Selman Barûdo 2019 hasat mevsiminden sonra önemli tarım alanları olan Serêkaniyê ve Girê Spî’nin de Türk devleti tarafından işgal edildiğini ve bu nedenle bu yıl hasat mevsiminde de kapsamlı saldırılar olacağını hesapladıklarını belirterek, mevcut imkanları oranında tedbirleri artırdıklarını belirtti.

100 BİN DÖNÜM KÜL OLDU

Alınan tüm tedbirlere rağmen ekonomik saldırı temelinde işgalci Türk devleti ve çeteleri tarafından demokratik özerk yönetim alanlarındaki tarlalar ateşe verildi. Türk devleti işgal ettikleri alanlardan top ve mermi atışlarıyla Eyn İsa, Hesekê, Zirgan gibi alanlardan ekili arazileri hedef aldı. Türk devleti ve çetelerinin örgütlediği gizli hücreler tarafından Mayıs ayı sonu itibariyle 100 bin dönüm buğday ve arpa, 360 dönüm zeytin bahçesi kül oldu.

Alanlara göre:

* Til Temir’in işgalciler tarafından hedef alınan 8 köyünde 13 bin dönüm arazi yandı.

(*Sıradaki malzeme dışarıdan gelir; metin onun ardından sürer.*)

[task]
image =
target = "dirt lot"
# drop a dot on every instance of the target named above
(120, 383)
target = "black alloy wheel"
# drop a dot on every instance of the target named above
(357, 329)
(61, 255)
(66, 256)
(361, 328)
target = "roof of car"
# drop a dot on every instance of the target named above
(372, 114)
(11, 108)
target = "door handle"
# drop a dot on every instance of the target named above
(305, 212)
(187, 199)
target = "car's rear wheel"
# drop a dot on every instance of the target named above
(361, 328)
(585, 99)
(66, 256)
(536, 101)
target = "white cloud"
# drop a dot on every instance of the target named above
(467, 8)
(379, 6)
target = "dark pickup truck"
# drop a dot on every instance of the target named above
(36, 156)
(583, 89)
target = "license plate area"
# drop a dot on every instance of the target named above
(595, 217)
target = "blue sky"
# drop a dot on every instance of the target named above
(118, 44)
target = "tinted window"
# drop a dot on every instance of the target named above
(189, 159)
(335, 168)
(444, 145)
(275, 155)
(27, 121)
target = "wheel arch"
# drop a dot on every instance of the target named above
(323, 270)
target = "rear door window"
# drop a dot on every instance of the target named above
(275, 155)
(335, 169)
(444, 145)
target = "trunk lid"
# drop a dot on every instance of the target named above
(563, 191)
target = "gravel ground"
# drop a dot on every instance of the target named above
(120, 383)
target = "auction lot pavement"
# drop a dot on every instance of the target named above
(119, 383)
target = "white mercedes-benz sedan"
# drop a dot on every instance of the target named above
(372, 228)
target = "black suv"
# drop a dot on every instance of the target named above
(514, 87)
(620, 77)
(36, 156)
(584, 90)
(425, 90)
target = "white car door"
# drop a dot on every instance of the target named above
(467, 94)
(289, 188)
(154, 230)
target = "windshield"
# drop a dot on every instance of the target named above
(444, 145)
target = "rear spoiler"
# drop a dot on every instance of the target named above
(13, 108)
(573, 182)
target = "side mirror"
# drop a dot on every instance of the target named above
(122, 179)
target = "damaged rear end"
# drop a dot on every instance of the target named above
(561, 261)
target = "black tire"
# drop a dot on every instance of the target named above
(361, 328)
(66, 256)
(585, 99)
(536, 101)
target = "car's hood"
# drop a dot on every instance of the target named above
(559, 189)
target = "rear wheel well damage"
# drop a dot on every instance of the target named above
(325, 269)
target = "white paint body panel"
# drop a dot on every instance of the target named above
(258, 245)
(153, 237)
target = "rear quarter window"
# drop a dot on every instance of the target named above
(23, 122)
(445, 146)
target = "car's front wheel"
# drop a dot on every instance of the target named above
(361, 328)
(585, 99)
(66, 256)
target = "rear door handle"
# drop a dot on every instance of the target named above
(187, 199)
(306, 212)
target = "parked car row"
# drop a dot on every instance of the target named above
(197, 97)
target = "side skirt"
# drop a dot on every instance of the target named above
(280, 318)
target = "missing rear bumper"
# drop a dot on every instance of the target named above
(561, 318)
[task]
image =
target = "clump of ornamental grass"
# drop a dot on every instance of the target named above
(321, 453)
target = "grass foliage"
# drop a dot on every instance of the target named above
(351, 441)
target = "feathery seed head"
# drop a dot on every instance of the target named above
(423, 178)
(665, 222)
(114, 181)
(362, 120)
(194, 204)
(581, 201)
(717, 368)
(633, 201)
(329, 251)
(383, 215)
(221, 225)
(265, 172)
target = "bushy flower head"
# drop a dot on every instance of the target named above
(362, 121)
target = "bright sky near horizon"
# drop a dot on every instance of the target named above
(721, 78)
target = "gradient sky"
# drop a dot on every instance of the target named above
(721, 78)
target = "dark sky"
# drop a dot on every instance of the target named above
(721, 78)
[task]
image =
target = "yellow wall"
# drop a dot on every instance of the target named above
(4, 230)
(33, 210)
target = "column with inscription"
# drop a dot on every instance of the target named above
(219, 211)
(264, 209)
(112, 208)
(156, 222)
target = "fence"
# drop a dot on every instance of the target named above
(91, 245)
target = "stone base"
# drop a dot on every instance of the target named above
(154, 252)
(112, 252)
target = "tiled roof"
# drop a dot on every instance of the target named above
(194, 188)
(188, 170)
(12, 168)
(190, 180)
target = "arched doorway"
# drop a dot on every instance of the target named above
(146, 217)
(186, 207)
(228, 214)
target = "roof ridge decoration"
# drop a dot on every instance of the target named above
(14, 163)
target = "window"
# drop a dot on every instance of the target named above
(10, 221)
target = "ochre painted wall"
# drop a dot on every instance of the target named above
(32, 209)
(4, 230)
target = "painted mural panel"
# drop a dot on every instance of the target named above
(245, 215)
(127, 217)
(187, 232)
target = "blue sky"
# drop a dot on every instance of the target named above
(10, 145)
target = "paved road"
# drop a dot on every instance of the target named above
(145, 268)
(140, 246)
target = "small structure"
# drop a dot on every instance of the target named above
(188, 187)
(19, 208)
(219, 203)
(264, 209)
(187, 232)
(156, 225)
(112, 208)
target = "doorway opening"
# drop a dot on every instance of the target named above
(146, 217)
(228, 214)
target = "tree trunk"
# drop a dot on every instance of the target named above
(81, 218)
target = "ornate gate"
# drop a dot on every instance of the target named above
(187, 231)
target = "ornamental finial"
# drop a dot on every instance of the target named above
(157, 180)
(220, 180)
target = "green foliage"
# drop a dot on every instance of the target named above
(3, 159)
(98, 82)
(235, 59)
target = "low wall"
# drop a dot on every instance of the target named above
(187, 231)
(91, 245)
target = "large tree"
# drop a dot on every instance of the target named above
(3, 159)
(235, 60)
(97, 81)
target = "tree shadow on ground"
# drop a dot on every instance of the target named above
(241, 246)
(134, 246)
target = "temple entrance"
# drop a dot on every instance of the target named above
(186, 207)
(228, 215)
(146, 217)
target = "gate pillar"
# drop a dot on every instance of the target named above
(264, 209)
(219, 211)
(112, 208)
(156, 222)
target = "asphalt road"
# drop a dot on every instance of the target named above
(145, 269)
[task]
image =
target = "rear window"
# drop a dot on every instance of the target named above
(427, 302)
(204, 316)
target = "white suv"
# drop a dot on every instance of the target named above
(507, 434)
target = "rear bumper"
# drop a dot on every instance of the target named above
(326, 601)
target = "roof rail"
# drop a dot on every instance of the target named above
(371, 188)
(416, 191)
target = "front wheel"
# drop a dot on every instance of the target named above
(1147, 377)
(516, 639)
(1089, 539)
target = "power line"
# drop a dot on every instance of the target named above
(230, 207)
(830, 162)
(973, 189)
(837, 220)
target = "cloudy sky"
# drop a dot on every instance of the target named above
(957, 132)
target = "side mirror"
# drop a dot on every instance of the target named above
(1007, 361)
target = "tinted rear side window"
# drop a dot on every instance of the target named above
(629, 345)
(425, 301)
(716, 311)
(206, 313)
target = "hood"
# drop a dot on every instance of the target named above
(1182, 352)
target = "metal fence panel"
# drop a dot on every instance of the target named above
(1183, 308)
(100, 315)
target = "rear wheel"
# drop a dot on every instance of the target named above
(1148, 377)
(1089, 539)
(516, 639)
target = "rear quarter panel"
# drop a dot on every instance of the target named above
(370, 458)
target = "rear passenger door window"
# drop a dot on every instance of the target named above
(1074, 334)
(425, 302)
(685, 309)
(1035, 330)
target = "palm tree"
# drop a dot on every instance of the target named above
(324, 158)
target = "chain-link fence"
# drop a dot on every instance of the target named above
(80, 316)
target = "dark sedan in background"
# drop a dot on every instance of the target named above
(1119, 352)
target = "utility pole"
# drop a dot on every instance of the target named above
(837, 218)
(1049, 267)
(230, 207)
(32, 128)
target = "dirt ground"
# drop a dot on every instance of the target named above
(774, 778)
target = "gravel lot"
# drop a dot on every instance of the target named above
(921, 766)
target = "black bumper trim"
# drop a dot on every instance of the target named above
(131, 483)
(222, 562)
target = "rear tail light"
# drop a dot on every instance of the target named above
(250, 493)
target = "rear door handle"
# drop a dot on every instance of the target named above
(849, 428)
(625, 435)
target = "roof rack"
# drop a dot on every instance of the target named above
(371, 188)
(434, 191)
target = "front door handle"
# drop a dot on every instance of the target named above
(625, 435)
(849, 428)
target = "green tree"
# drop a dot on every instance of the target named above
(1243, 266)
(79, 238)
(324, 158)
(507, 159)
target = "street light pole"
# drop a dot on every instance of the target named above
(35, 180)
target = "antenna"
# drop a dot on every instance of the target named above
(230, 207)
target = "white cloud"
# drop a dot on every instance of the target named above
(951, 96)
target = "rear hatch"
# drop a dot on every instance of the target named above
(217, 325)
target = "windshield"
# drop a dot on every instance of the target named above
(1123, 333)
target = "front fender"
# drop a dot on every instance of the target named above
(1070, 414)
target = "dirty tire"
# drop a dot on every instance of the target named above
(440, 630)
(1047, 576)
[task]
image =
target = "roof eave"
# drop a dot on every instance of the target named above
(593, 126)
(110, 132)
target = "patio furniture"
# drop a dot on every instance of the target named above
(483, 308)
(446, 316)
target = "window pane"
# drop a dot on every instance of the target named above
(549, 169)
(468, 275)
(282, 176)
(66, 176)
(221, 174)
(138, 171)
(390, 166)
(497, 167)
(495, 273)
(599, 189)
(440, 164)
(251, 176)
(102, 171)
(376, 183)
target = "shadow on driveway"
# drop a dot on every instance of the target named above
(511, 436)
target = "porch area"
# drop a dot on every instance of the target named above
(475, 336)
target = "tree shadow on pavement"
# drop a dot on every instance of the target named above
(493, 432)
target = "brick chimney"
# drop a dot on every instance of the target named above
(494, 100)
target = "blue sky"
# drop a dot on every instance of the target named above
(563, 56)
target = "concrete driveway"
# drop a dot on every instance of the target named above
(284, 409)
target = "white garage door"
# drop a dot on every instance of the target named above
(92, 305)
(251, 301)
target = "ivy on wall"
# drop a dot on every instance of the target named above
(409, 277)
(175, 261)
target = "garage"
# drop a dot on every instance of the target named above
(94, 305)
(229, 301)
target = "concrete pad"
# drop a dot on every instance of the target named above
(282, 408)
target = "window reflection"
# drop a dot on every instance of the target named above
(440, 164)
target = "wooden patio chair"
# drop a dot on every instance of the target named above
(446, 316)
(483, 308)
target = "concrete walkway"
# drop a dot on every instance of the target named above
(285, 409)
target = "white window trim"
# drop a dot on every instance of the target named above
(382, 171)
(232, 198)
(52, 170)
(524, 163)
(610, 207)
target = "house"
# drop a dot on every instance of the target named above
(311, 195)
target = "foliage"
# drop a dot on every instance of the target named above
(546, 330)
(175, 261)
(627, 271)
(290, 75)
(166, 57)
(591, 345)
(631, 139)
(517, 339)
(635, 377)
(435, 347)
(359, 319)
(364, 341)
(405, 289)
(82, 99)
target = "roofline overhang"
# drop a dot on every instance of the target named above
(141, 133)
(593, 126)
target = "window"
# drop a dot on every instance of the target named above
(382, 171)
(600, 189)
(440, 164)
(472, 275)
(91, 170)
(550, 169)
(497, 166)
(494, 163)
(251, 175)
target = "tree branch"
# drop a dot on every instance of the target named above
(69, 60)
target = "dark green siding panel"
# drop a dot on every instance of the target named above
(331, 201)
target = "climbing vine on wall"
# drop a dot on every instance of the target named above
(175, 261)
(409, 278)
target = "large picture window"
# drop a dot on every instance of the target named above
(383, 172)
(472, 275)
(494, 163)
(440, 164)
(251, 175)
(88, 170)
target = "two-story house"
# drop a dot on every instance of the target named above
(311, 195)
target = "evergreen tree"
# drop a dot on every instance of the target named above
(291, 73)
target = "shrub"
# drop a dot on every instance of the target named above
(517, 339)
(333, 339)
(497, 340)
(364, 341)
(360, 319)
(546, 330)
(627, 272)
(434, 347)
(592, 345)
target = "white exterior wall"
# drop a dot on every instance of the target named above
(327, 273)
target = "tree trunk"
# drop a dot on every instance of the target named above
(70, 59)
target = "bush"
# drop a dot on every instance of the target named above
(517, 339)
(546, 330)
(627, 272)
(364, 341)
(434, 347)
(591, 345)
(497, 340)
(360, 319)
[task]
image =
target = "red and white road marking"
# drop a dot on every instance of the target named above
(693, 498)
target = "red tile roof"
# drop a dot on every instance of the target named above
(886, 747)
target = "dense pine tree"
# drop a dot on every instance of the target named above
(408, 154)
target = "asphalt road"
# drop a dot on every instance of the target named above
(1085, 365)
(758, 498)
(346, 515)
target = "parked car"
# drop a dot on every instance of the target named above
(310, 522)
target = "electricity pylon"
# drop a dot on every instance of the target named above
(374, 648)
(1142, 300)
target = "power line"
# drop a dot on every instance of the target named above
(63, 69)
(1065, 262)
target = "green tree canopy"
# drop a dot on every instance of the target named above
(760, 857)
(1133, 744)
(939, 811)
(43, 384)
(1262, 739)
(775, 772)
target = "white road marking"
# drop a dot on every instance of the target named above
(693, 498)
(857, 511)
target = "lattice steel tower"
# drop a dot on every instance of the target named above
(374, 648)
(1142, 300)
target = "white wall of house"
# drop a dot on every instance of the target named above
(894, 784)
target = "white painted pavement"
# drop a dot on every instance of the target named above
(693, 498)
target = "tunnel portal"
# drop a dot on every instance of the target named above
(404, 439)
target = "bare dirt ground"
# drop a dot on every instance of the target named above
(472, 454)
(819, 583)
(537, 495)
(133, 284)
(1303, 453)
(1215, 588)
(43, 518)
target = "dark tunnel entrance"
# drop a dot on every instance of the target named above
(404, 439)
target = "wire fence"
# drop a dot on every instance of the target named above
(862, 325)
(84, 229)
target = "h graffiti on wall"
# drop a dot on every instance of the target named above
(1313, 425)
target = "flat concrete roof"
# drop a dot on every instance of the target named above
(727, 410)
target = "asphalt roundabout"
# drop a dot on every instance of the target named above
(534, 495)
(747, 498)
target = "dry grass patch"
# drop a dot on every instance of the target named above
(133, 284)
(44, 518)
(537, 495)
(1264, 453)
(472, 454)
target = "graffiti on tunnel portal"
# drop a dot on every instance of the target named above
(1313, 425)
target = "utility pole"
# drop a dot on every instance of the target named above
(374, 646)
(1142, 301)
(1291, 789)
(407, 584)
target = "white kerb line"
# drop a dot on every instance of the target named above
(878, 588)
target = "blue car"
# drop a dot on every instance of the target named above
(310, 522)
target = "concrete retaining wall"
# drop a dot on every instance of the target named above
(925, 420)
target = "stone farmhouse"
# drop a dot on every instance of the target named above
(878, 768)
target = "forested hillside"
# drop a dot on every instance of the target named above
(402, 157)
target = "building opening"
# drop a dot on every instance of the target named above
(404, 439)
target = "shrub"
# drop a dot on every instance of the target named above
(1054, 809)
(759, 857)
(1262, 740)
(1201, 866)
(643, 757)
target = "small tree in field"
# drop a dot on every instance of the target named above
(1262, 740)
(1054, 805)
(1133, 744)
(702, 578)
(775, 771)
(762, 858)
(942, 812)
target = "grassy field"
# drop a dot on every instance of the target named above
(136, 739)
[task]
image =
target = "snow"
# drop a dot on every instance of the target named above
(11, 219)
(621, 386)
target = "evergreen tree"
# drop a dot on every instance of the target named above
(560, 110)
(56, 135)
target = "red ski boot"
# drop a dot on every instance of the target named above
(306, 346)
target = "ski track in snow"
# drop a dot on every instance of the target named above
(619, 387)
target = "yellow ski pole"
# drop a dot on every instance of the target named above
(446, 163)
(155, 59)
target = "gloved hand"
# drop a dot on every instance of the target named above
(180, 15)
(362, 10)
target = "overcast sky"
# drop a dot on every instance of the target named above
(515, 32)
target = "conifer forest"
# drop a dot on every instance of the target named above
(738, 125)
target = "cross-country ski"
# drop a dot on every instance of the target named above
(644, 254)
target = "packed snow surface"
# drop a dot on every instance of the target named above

* Serekaniye Zirgan’ın 5 köyünde 17 bin dönüm arazi yandı.

* Fırat bölgesinde 21 bin 560 dönüm ekin ve 35 zeytin ağacı işgalciler tarafından ateşe verildi.

* Minbic’de yine çetelerin bilinçli olarak çıkardıkları yangınlarda 540 dönüm buğday ve arpa ile 360 dönüm meyve ve zeytin bahçesi kül edildi.

* Şehba’da 600 dönüm buğday ve arpa ile 3 bin 500 zeytin ağacı yandı.

* Qamişlo Kantonu'nun Til Berak ve Til Hemîs ilçelerinde 4 bin dönüm ekin yandı.

* Haseke köylerinde yaklaşık olarak 27 bin 70 dönüm arazi çeteler tarafından yakıldı.

* Dêrazor’de 14 bin 100 dönüm arazi zarar gördü.

HALK YANGINLARI İŞGALCİLERİN ÇIKARDIĞINI GÖRÜYOR

Bölgedeki çiftçiler Dêrazor Ebu Heşab’da da Türk devletinin geliştirdiği yangınlarla ekonomik saldırının bir benzerinin rejime bağlı paramiliter güçlerden olan Difa Vatani gerçekleştirildiğini belirtiyor. Dêrazorlular QSD ve Suriye hükümet güçleri arasındaki sınırda Difa Vatani tarafından bilinçli olarak yangın çıkarıldığını söylüyor.

Ekili tarım arazilerinde yaşanan yangınların çoğunlukla Türkiye sınırı ve işgal edilen alanlara yakın yerlerde yaşandığını belirten Kuzey ve Doğu Suriye Demokratik Özerk Yönetimi Tarım ve Ekonomi Konseyi Eşbaşkanı Selman Barûdo, "Halkımız gözleriyle bu tarım alanlarının işgalci çeteler tarafından yakıldığını görmektedir.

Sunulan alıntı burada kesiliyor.